Hmm possible, I'm using the nixpkgs version (master branch) because rust takes forever to compile. But the deploys should have the same versions of deploy-rs on both sides, right?
But the deploys should have the same versions of deploy-rs on both sides, right?
Ugh, this is tricky, see https://github.com/serokell/deploy-rs/pull/207. Before this PR, activate-rs
script always used the version from flake input
I'm using the nixpkgs version (master branch) because rust takes forever to compile
Hmm, the version from the current nixpkgs master seems to be new enough.
Got this behaviour if deploying the same closure, and previously i somehow reached a state where the canary file is persistent. Deploying the same closure again first immediately terminates the wait command so the deploy continues, then activates remotely and rolls back because the deploy has already gone to next steps.
Solved by running sudo rm /tmp/deploy-rs-canary-*
on the target machine
Got this behaviour if deploying the same closure, and previously i somehow reached a state where the canary file is persistent.

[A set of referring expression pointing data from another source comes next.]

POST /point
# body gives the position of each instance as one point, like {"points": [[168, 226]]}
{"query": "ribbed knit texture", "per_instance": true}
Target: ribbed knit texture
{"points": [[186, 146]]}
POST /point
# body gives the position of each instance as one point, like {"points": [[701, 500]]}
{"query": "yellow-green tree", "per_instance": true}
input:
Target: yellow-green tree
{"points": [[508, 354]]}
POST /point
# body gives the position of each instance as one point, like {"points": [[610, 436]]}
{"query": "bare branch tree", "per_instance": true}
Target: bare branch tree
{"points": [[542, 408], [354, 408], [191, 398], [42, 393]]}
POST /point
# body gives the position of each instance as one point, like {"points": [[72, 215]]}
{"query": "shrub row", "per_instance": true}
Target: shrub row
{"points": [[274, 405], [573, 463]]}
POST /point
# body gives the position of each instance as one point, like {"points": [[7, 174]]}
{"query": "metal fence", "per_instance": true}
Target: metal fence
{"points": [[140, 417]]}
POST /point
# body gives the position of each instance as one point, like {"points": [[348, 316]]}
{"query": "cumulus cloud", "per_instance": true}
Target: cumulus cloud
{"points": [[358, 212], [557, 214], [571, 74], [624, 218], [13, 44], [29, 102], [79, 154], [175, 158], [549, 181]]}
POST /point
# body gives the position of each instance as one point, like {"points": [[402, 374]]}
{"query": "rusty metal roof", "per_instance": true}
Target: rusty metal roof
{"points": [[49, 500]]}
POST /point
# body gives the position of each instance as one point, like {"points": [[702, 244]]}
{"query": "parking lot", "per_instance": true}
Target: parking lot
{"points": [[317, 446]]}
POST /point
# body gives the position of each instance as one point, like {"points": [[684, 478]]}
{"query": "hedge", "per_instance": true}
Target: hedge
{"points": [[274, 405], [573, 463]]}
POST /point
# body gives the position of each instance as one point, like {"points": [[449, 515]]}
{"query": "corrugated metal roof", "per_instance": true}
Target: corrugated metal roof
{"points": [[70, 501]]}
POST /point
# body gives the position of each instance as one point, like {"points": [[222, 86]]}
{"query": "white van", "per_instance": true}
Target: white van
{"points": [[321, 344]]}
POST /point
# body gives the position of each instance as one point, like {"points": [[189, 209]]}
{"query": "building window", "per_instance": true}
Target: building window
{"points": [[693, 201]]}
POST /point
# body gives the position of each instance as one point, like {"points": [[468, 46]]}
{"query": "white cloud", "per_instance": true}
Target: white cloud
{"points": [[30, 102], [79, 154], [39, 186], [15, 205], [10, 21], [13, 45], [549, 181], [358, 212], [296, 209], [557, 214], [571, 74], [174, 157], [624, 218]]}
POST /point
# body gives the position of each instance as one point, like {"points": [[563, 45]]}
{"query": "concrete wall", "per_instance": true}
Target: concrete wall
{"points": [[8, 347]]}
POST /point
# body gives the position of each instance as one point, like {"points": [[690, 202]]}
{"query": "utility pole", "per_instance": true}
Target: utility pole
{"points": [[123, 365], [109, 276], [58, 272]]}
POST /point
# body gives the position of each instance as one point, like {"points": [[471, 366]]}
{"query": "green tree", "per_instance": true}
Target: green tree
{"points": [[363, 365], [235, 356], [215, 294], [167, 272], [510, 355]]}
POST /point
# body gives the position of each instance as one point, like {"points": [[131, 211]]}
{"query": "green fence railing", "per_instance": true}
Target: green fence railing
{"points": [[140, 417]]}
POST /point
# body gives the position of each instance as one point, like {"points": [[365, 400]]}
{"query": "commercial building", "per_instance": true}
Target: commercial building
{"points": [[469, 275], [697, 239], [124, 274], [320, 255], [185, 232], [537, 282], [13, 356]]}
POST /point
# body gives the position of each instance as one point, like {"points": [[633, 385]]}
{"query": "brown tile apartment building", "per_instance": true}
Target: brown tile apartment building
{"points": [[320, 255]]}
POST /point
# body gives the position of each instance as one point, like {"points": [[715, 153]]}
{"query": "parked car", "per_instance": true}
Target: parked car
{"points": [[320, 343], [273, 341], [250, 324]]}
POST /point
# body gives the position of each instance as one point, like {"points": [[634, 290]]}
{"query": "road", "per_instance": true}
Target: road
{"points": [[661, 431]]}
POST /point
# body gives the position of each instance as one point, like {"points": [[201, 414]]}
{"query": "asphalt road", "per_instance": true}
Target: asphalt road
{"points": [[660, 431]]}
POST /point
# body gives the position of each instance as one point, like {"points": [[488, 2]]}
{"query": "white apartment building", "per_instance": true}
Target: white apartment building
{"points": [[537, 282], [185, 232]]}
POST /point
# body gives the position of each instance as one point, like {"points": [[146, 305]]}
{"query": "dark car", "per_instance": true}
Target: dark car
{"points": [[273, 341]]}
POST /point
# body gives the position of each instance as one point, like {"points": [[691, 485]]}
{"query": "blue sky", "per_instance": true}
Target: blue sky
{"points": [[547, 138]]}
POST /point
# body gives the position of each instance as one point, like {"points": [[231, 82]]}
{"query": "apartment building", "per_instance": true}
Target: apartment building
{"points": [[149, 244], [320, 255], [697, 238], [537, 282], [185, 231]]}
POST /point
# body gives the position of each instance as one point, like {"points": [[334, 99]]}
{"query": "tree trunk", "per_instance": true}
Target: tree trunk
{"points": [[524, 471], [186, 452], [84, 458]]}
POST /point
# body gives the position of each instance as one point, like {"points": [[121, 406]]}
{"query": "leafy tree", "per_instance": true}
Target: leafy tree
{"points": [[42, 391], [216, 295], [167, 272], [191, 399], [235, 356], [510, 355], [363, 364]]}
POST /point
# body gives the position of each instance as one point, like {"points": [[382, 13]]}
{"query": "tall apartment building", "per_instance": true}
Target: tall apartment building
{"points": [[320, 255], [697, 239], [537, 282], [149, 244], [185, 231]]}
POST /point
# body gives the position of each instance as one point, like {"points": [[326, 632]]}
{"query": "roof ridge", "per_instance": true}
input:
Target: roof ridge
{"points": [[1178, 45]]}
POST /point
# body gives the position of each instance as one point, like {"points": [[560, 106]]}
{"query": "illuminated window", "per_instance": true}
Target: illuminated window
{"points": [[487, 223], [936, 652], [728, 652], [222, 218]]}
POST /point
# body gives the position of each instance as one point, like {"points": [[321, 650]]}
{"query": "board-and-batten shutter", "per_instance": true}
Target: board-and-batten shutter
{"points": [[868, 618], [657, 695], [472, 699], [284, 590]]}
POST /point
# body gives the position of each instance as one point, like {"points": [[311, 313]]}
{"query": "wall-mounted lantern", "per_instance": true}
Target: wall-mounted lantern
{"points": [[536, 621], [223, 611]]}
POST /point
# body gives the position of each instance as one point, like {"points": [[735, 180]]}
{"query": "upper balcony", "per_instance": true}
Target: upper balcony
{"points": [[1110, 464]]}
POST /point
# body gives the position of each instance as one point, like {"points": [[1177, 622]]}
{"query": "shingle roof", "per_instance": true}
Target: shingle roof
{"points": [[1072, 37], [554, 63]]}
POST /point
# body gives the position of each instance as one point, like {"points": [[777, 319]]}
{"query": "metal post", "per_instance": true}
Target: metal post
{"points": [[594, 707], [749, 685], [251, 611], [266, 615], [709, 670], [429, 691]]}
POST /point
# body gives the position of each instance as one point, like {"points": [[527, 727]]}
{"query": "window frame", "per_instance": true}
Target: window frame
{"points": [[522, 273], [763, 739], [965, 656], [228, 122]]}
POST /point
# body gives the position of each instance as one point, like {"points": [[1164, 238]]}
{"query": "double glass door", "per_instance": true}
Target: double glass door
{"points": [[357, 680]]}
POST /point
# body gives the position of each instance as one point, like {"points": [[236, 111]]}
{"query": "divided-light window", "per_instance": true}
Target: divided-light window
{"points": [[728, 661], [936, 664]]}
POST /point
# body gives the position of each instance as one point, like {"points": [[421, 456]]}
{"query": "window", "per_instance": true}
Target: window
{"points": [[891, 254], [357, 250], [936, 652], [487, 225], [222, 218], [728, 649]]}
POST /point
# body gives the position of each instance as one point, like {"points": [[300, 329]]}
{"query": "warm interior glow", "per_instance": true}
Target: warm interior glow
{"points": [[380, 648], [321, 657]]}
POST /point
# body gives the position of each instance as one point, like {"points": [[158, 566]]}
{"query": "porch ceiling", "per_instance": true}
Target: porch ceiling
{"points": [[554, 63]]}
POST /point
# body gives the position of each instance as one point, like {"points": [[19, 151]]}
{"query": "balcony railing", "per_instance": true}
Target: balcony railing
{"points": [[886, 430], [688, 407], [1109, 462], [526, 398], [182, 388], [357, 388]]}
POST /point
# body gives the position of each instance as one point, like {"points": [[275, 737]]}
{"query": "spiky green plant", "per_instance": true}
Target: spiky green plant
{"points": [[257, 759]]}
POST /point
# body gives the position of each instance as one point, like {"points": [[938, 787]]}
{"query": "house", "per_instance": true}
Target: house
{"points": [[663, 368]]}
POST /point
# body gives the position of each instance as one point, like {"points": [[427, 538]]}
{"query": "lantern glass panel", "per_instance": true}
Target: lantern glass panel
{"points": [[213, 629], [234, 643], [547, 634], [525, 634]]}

I saw such a behaviour previously as well. Perhaps, a canary file for the current profile should be cleaned prior to redeployment.
I think one of the newer deployment tools with support for something similar to magic rollback used UNIX sockets for confirmation, maybe that might be the better way to go for reliability? I considered it initially actually, but I went with the whole inotify canary file thing thinking "oh if it's just files it's easy to look at and poke at any activation issues", unfortunately this design may be the source of all of the activation issues, so maybe we might be better off doing something else.
Honestly I never thought too much about the right way to do confirmations, I got swept away with the thought of "holy shit I can use profile rollbacks to make it impossible (slightly harder?) to break your server" and threw together one of the first thoughts that came to mind, which has since gone through various patches by various people, but maybe re-designing/re-implementing the whole concept might be easier than fixing the issues.
The issue with
⭐ ❌ [activate] [ERROR] Error waiting for confirmation event: Timeout elapsed for confirmation
returning 0 exit code was fixed by #246